UCSB Activist David McAfee “An Atheist With an Axe to Grind”

David McAfee

Opinion Columnist

Separation of Church and State is something that is often taken for granted in the United States of America. We assume that professors of public universities won’t teach dogma and that we won’t be discriminated against based on our beliefs- or lack thereof. Sometimes, however, we assume wrong.

In a public, state-funded university we would hope and expect to see a complete separation between the scholarly endeavors of studying religion as a human phenomenon and the preaching of a specific religion as a reality. This, as you might know, is the difference between a Religious Studies department at a secular university and a Theology department at a Christian college or school of divinity. As a secular individual and scholar of Religious Studies, this distinction is particularly crucial in my studies. At the University of California, Santa Barbara, the Religious Studies department exists in a legal, secular manner. It is in this department which I have studied various religious mythologies and their effects on mankind for the past four years and have earned a Bachelor’s Degree in Religious Studies with an emphasis in Christianity and Mediterranean traditions. Until recently, I have not experienced any discrimination or proselytization on behalf of the professors in the classroom.

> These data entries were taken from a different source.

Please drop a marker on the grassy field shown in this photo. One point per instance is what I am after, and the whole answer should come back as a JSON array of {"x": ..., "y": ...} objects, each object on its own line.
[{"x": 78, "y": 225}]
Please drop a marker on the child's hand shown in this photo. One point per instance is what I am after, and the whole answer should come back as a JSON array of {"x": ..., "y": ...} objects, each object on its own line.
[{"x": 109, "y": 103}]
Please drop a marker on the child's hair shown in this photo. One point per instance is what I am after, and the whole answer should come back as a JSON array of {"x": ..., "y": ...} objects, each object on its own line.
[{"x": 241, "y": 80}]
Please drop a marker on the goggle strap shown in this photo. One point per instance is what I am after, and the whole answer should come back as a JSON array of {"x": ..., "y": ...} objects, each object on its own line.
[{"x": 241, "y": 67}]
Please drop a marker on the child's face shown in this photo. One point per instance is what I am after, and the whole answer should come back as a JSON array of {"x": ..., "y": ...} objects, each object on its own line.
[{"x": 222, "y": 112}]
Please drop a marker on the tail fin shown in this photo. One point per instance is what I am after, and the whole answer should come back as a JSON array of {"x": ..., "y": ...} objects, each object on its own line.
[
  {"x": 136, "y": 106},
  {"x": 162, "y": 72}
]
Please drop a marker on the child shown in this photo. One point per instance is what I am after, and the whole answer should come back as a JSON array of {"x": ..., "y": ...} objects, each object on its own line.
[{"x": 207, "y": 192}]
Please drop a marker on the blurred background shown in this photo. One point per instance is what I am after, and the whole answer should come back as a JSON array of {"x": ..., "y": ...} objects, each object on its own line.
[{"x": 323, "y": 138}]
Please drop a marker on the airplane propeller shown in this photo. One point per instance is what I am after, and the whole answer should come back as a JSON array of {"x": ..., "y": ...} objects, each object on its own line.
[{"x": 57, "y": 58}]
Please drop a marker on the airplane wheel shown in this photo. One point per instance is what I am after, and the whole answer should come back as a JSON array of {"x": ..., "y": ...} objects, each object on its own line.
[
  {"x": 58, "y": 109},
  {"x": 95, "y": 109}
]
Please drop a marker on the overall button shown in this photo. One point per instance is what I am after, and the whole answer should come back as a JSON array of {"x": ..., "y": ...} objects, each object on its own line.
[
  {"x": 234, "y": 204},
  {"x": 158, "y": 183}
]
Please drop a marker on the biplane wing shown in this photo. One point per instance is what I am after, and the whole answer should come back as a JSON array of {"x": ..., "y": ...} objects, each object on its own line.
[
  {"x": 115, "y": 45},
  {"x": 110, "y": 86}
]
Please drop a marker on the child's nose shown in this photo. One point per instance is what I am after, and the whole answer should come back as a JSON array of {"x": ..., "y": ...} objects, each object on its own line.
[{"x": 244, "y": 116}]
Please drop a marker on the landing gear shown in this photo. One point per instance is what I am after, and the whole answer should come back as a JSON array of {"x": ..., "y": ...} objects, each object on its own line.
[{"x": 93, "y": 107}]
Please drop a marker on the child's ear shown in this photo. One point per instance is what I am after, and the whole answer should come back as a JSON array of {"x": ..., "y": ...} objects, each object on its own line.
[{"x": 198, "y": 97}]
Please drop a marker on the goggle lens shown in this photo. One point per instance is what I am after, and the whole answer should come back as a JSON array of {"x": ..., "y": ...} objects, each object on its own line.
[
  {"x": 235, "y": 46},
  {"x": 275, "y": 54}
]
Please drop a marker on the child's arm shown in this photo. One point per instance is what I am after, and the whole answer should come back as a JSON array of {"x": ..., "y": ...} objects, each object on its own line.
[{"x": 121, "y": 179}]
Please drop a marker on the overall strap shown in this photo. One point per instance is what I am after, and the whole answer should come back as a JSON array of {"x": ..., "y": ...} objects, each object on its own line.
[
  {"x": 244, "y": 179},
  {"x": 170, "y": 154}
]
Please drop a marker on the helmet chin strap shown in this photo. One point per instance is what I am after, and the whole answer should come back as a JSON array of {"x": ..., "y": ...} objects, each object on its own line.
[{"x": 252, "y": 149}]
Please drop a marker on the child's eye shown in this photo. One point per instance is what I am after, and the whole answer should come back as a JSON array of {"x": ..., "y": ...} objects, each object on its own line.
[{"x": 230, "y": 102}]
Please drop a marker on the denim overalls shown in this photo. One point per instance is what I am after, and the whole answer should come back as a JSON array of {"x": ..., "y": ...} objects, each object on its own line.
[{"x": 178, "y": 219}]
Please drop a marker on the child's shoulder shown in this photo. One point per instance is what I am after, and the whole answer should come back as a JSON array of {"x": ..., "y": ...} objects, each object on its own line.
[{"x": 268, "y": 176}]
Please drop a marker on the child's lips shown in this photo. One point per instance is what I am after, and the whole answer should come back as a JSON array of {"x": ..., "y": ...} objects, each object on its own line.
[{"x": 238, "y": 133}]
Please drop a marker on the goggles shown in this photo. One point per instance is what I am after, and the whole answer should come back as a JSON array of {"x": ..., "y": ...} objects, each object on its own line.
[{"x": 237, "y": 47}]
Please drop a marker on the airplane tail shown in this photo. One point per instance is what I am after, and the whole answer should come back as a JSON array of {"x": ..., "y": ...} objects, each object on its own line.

It was only a few months ago that, upon preparing to submit my application for the Graduate Department of Religious Studies at UCSB, I was met with the harshest of discriminatory treatment because of my work as an activist for secularism. I arranged to meet with the head chair of the Religious Studies Graduate Department of UCSB who is also a professor of Religious Studies and Catholic Studies. Little did I know at the time, her scholarly background primarily focuses in theology- and not in Religious Studies. Ann Taves received her Ph.D. from The Divinity School, The University of Chicago, in December 1983[1] and her M.A. from The Divinity School, The University of Chicago, in June 1979.Taves has also worked as, among other things, the acting Dean at Claremont School of Theology in the Fall of 1996 and various professorships at Claremont School of Theology.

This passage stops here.